実家は社家だから神主の資格を取った。けれど世の中は女性の神職を良しとしない人たちがいる。
ほとんどそうだと言っても過言ではない。
同じご祈祷料ならば、女性神主より男性神主のほうがいいと思うのは仕方がない。
そもそも神主は古来より男性の就く奉職であって、女性神主はタブー視されていた。
今日の初宮詣の参拝客が、女性でも良いといってくれるなら、ご祈祷するつもりで私は着替えていた。
拓也さんにばかり頼んで、彼の負担を増やしたくなかった。
◇
着替えの途中で、鏡に数字が映り込んだ。それは私の残された余命だった。
『六ヶ月』
驚いて何度も鏡を確認する。布で拭いたり、角度を変えてみたり。手鏡を出してきて映してみたり、ファンデーションのコンパクトの中の鏡をみたり。
けれど。
『六ヶ月』
その文字は消えなかった。
「ごめんなさい。少し具合が悪いみたいなの。
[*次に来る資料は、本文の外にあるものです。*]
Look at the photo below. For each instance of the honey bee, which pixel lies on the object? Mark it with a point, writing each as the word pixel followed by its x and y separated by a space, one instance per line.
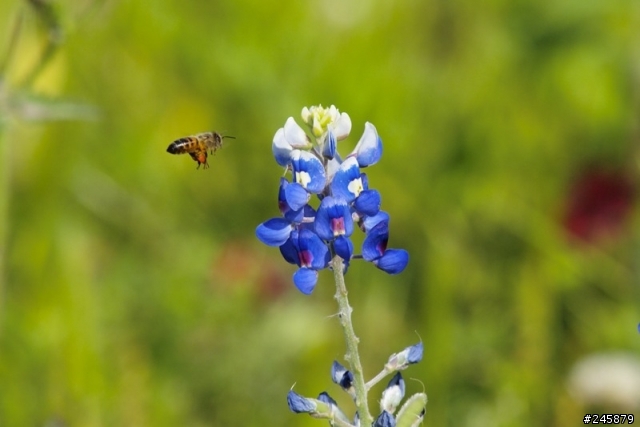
pixel 198 145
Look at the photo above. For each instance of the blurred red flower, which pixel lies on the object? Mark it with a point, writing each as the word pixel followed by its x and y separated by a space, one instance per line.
pixel 598 204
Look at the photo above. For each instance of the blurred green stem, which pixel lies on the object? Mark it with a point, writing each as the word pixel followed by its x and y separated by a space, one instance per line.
pixel 352 342
pixel 4 207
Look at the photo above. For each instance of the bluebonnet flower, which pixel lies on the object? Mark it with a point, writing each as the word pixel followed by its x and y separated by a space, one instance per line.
pixel 310 238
今日は部屋で休ませてもらうわ」
夫は顔色の悪い私を気遣い、おでこに手を当てて熱を計ろうとした。
私はそっと夫の手をよけた。
先ほど見た自分の残された寿命の短さに動揺していた。
「少し休んだらよくなると思うから」
無理に微笑みを作り、部屋へ向かった。
六ヶ月……私はまだ二十八歳。
早過ぎる。
宮司である父に体調が悪いからと説明して、奉仕を代わってもらった。
それから三日間寝込んでしまった。
「何か食べたいものとかはある?今日は渋谷まで行くから、帰りは遅くなると思うけど、必要な物があれば買ってくるよ」
翌日、夫は優しく声をかけてくれる。
「ありがとう。大丈夫よ」
「病院へ行った方がいいんだけど……」
もし私が今から病院へ行くから、連れて行ってと頼んだらどうするの?
「大丈夫よ。もう随分よくなったから。午後から奉仕できると思う」
私は夫を安心させる。
病院へ行っても余命は変わらないだろう。
私は病気で死ぬわけではない。
特に何の痛みもないから、痛み止めをもらう必要はない。
きっと突然死か、事故かしら……
余命はわかっても死に方まではわからない。
できるだけ苦しまずに死にたいと思うだけだ。
何をしても人の寿命は変わらない。それは私が一番よく知っている。
ご祈祷にきた方で、その日に亡くなることを知った人がいた。
もしかして事故に遭うかも、自死を考えているかもと私は彼女に一日中張り付いた。けれど彼女は亡くなった。
私の見ている前で、工事していたビルから落下した鉄骨の下敷きになった。
電車の駅で思いつめた顔をした男性を見た。
彼の寿命はその日で終わる。
「少しお話ししませんか?」
彼を誘い、お茶を飲んだ。
自殺を考えているならば思いとどまってほしいと思い説得してみた。
「なんかスピリチュアル系の勧誘だろうけど、そういうの興味ないから。商材とかも買わないし、給料日までは金がないから」
迷惑そうにあしらわれたけど、彼の言葉を聞いて少しほっとした。
悩んでいるようには見えない。彼は自殺はしないと感じた。
「わかりました。どうかご自愛ください」
伝票を持ってカフェを出た。
彼はその夜、事件に巻き込まれて死亡した。
付き合っていた彼女に刺されたようだ。
新聞で読んだ限りは、痴情のもつれの死のようだった。
死期が近い人に病院へ行くようすすめても、人間ドックに入るように言っても結果は同じだった。
私が人の余命を変えられたことは、今まで一度もなかった。
死なないようにすることよりも、残された時間をできるだけ平穏に幸せに生きる。そうすすめた方がその人にとっては良い人生なのかもしれない。
その結論に行きついてから、美味しい物を食べて下さいとか、旅行へ行って下さいと言うようにした。
「今日は渋谷……」
夫は読書会の集まりがあると言って出かけていった。
きっと嘘だろう。
彼が不倫相手と会うのはきっと渋谷ではない。いつも違う場所を私に伝える。
布団を頭の上まですっぽりかぶった。
涙が出てきた。
半年ほど前から、夫はジムに通うようになった。
汗をかくのでシャワーを浴びてから帰宅する。石鹸の匂いがしても何らおかしいとは思わなかった。
偶然見てしまったスマホのラインで彼の浮気を知った。
相手は以前、うちの神社で巫女のアルバイトをしていた女の子だった。
今は働いていて、OLになったと聞いていた。
あの時から二人は関係があったのかもしれない。
そうだったらもう二年だ。
いつからそういう関係だったのかはわからない。
けれど、ジムに行きだした半年前には体の関係があったのは確かだ。
彼はいつもと変わらず私に優しかった。
彼女と会った日でも、何もなかったかのように振る舞う。